Yes. Proactively and honestly. Customers find out anyway — through the previous owner, through employees, through the local rumor mill. If they find out from someone other than you, you’ve already lost control of the narrative.
The announcement doesn’t need to be dramatic. A letter, a social media post, and a mention from your techs during service calls. Frame it as continuity: same great team, same great service, new ownership that’s investing in the future.
Trying to hide an ownership change is a losing strategy. People feel deceived when they find out, and they always find out.
How do I handle bad reviews from before I owned the business?
You own them now. That’s the deal. You bought the business, and the reviews — good and bad — came with it.
For bad reviews posted before your ownership:
- Respond publicly with a brief, professional note acknowledging the issue and stating that you’re the new owner committed to doing better
- Do NOT argue with the reviewer or make excuses about the previous ownership
- Do NOT try to get old reviews removed by flagging them as irrelevant — Google almost never removes legitimate reviews, and attempting to manipulate reviews can get your profile penalized
- Bury them with volume — the fastest way to push old bad reviews down is to generate a steady flow of new good ones
If the business has a genuinely terrible review history (below 3.5 stars), this factors into your rebrand decision.

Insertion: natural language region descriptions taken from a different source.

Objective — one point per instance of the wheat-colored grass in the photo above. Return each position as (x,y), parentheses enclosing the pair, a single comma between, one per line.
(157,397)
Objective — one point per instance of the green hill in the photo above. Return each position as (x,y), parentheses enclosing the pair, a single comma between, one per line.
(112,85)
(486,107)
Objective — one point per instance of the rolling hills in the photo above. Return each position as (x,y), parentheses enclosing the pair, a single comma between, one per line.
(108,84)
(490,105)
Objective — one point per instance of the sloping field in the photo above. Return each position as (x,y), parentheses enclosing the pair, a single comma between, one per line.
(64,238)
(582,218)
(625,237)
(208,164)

Sometimes a fresh Google profile is worth the tradeoff, but only in extreme cases.
When should I start advertising?
Not until you’ve completed the “Secure” phase (Days 1–30). Running ads to a business with incorrect phone numbers, broken websites, or unclaimed Google profiles is burning money.
The first paid advertising most new HVAC owners should invest in is Google Local Services Ads (LSAs). They’re pay-per-lead (not pay-per-click), they show at the very top of Google search results, and they include a “Google Guaranteed” badge that builds instant trust.

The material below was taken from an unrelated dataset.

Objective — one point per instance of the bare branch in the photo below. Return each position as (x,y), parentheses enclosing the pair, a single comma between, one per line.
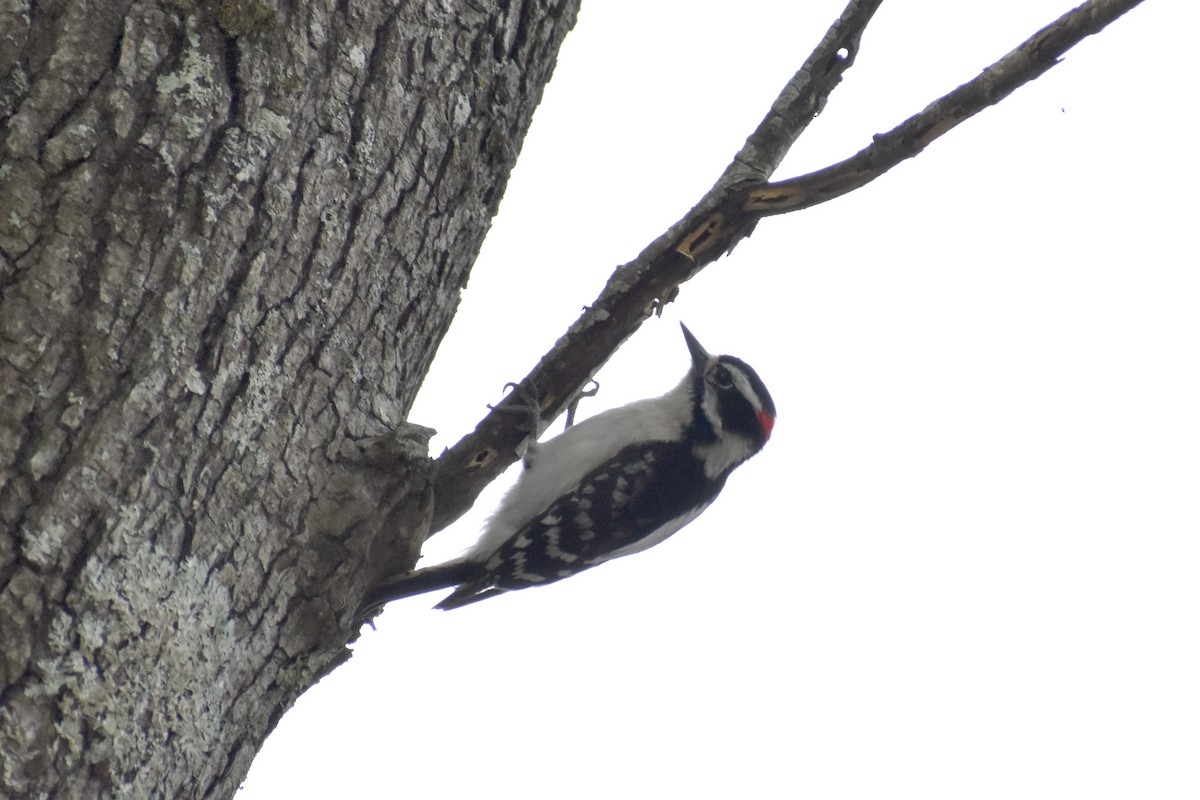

Start LSAs in Month 2 at a modest budget. Scale up in Month 3 and beyond as you prove you can handle the call volume and convert leads into booked jobs.
Google Ads (the regular pay-per-click kind) are a solid second channel, but they’re more complex to manage and easier to waste money on. If you’re going to run Google Ads, hire someone who specializes in home services PPC. General digital marketing agencies often lack the HVAC-specific knowledge to run efficient campaigns.
Do I need a marketing agency?
Not in the first 90 days. Maybe not in the first year.
Here’s the honest truth: most HVAC marketing agencies are set up to serve businesses that are already stable and growing. They want to run your Google Ads, manage your social media, and send your email campaigns. That’s fine — when you’re ready for it.
In the first 90 days, you need to:
- Secure your online profiles (you can do this yourself)
- Send an ownership announcement (you can do this yourself)
- Respond to reviews (you should do this yourself)
- Update your website (hire a freelancer for $500–$2,000)
- Launch LSAs (Google makes this fairly simple)
When you’re ready for an agency — typically 6–12 months in — look for one that specializes in home services or HVAC specifically. Ask for references from other HVAC business owners. Ask to see real performance data, not just pretty case studies.
A good HVAC marketing agency will pay for itself 3–5x over. A bad one will cost you $3,000–$5,000/month and generate reports that look impressive but don’t move the phone.
The Bottom Line
Marketing an acquired HVAC business is not the same as marketing a startup. You’re not building from zero. You’re protecting what exists and then strategically growing it.
Keep the name unless you have a concrete reason not to. Announce the transition honestly and early. Protect your Google Business Profile like it’s your most valuable asset — because for marketing purposes, it is. Follow the 90-day calendar. And resist the urge to spend money on marketing until you’ve secured the foundation.
The best marketing for a newly acquired HVAC business isn’t clever. It’s consistent, it’s local, and it starts with not breaking what you bought.
You’ll have plenty of time to make it yours. Earn that right first.